L’articolo esplora il percorso effettuato dal nostro ordinamento per il raggiungimento dei diritti delle lavoratrici e dei lavoratori nelle famiglie con genitori dello stesso sesso.

L’elaborazione giurisprudenziale ha dato una interpretazione della normativa prevista dal Testo Unico delle disposizioni legislative in materia di tutela e sostegno della maternità e della paternità, e successive modifiche (d.lgs. 26 marzo 2001, n. 151), che è volta a tutelare in via prevalente l’interesse dei figli a essere cresciuti da entrambi i genitori o dall’unico genitore presente.

 

The article explores our legal system’s progress in achieving the rights of male and female workers in families with same-sex parents.

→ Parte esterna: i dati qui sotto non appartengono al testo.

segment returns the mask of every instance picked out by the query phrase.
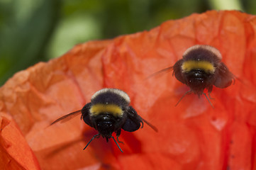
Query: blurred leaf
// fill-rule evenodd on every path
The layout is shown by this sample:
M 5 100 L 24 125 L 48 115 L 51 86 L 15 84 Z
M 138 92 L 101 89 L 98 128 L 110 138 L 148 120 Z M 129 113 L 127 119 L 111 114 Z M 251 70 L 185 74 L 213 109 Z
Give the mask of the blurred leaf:
M 57 18 L 58 1 L 23 1 L 0 2 L 1 8 L 8 9 L 1 13 L 0 84 L 17 71 L 44 60 L 43 50 Z

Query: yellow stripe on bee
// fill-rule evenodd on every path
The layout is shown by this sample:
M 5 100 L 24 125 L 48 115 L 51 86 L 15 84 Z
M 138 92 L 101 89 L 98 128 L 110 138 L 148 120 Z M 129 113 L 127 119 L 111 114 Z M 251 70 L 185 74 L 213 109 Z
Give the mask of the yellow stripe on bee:
M 93 115 L 96 115 L 102 113 L 109 113 L 114 116 L 121 116 L 123 110 L 121 107 L 115 104 L 95 104 L 90 109 L 90 113 Z
M 207 61 L 189 60 L 184 62 L 182 65 L 182 72 L 189 72 L 195 69 L 201 69 L 206 72 L 210 73 L 214 73 L 215 72 L 215 67 L 213 64 Z

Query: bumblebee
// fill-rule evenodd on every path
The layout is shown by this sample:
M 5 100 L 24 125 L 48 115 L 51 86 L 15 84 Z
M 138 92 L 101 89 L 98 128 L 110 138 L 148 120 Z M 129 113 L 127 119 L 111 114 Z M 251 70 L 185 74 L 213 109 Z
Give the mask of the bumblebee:
M 196 45 L 188 48 L 182 59 L 174 66 L 164 69 L 152 75 L 173 70 L 173 75 L 182 84 L 187 85 L 190 91 L 186 92 L 176 106 L 187 94 L 194 93 L 199 97 L 204 94 L 212 107 L 210 100 L 204 92 L 206 89 L 208 96 L 213 85 L 218 88 L 226 88 L 235 82 L 235 76 L 228 70 L 226 65 L 221 62 L 222 56 L 216 48 L 204 45 Z
M 142 118 L 130 106 L 128 95 L 117 89 L 103 89 L 98 91 L 92 96 L 91 102 L 86 104 L 82 110 L 64 115 L 57 119 L 51 125 L 60 121 L 66 121 L 81 113 L 81 119 L 99 132 L 87 143 L 84 150 L 95 137 L 102 136 L 106 140 L 106 142 L 112 138 L 123 152 L 112 136 L 113 132 L 116 132 L 117 141 L 122 142 L 118 140 L 122 129 L 128 132 L 134 132 L 140 127 L 143 127 L 143 122 L 154 130 L 157 131 L 155 126 Z

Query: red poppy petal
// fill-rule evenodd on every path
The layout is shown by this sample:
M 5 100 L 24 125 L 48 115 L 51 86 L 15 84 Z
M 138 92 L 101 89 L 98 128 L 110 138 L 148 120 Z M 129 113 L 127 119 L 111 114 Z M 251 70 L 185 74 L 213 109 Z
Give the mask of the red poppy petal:
M 13 117 L 43 169 L 253 169 L 255 30 L 255 16 L 211 11 L 150 31 L 79 45 L 11 78 L 0 89 L 6 108 L 1 111 Z M 189 88 L 171 72 L 148 79 L 196 44 L 218 48 L 238 77 L 226 89 L 213 88 L 214 108 L 194 94 L 175 107 Z M 127 92 L 131 106 L 158 132 L 147 125 L 134 132 L 122 131 L 121 153 L 112 140 L 107 143 L 101 137 L 84 151 L 96 131 L 78 118 L 48 127 L 81 109 L 104 87 Z

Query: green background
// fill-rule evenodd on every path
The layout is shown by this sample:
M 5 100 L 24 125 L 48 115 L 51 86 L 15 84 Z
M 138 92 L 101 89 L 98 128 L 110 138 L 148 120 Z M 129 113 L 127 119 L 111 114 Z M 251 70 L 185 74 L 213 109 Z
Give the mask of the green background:
M 76 44 L 150 30 L 211 9 L 255 14 L 256 1 L 0 0 L 0 86 Z

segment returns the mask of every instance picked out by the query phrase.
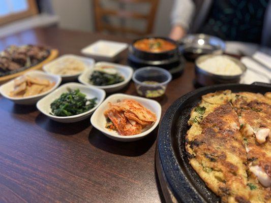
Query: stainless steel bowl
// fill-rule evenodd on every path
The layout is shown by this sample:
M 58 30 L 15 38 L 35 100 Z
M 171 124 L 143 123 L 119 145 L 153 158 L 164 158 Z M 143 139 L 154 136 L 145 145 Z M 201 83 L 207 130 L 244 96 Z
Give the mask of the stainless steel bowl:
M 230 60 L 233 61 L 242 71 L 242 73 L 234 76 L 223 76 L 214 74 L 208 72 L 198 65 L 200 62 L 215 56 L 215 54 L 207 54 L 199 57 L 195 61 L 195 72 L 196 74 L 196 81 L 201 85 L 207 86 L 216 84 L 222 83 L 238 83 L 240 82 L 241 76 L 244 75 L 247 70 L 247 67 L 239 60 L 232 56 L 223 55 Z
M 226 47 L 221 39 L 205 34 L 188 35 L 178 43 L 179 51 L 193 60 L 203 54 L 221 54 Z

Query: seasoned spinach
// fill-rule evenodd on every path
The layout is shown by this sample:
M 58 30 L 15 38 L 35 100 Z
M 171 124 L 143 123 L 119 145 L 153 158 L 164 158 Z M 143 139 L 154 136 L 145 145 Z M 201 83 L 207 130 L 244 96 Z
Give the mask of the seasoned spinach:
M 85 94 L 80 92 L 78 89 L 68 89 L 68 92 L 63 93 L 61 96 L 50 105 L 52 113 L 56 116 L 70 116 L 85 112 L 96 105 L 97 98 L 87 99 Z
M 95 71 L 91 75 L 89 80 L 94 85 L 104 86 L 119 83 L 124 81 L 124 77 L 119 74 L 108 74 Z

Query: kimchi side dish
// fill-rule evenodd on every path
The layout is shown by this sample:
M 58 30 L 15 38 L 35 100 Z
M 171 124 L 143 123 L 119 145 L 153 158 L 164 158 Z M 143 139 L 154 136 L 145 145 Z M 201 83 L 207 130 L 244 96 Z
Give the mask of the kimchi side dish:
M 145 127 L 157 120 L 154 112 L 133 99 L 109 103 L 109 106 L 104 113 L 108 121 L 105 127 L 117 131 L 121 136 L 140 133 Z

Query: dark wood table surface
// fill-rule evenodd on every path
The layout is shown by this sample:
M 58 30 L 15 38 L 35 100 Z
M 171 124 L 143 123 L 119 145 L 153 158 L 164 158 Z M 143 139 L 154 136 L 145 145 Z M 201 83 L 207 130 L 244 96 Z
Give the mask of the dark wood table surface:
M 43 44 L 60 55 L 81 55 L 100 39 L 130 43 L 119 37 L 43 28 L 0 39 L 10 45 Z M 127 62 L 127 52 L 119 62 Z M 162 115 L 194 87 L 193 63 L 169 84 L 159 101 Z M 122 91 L 137 95 L 133 82 Z M 1 202 L 159 202 L 164 201 L 156 172 L 158 128 L 145 138 L 124 143 L 107 138 L 89 119 L 72 124 L 50 120 L 35 106 L 15 105 L 0 96 Z

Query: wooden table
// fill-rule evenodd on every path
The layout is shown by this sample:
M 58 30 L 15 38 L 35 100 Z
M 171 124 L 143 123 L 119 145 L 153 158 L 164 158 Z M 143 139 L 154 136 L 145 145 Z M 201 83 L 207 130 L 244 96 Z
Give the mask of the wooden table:
M 96 40 L 131 42 L 123 38 L 57 28 L 30 29 L 0 39 L 11 44 L 40 44 L 60 54 L 81 55 Z M 125 64 L 127 52 L 122 54 Z M 171 81 L 160 101 L 162 115 L 194 89 L 193 64 Z M 131 82 L 123 92 L 136 95 Z M 158 129 L 132 143 L 111 140 L 89 119 L 62 124 L 35 106 L 14 105 L 0 96 L 1 202 L 157 202 L 164 201 L 155 166 Z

Case law has provided an interpretation of the regulation established by the consolidated law of legislative provisions in the matter of protecting and supporting motherhood and fatherhood, as amended (Legislative Decree no. 151 of 26 March 2001), which is in turn aimed at providing prevailing protection to the child’s interest in being raised by both parents or by the only parent present.

Keywords: same-parent families – parental leave – daily rest – maternity allowance – paternity.

SOMMARIO:

1. Nuovi modelli familiari - 2. Il congedo parentale e di malattia per i figli - 3. I riposi giornalieri - 4. L’indennità di maternità al padre - 5. Conclusioni - NOTE


1. Nuovi modelli familiari

Negli ultimi anni il panorama dei modelli familiari in Italia è fortemente cambiato. Nonostante l’esplicita volontà del legislatore di non introdurre una disciplina volta alla regolamentazione delle relazioni genitoriali nelle coppie dello stesso sesso (si pensi allo stralcio dell’adozione del figlio del/lla partner durante i lavori per la l. 20 maggio 2016, n. 76), nel nostro ordinamento le famiglie omogenitoriali esistono, reclamano e sempre più spesso ottengono il riconoscimento di diritti. In particolare, dal 2018, diversi comuni italiani hanno aperto la strada ai riconoscimenti dei figli nati in Italia per le coppie dello stesso sesso e si è via via formata cospicua giurisprudenza a supporto e a sfavore di tale prassi [1]. Di fatto, esistono centinaia di bambini con due genitori dello stesso sesso risultanti dagli atti di nascita e dai documenti identificativi italiani (carte d’iden­tità e passaporti). Oltre ai figli riconosciuti a seguito di PMA, la giurisprudenza ha già riconosciuto le famiglie omogenitoriali accogliendo le richieste di adozione in casi particolari, ai sensi dell’art. 44, lett. d), l. 4 maggio 1983, n. 184, a favore del genitore non riconosciuto alla nascita sia per le madri sia per i padri [2] e le trascrizioni degli atti di nascita stranieri con l’indicazione di entrambi i genitori [3].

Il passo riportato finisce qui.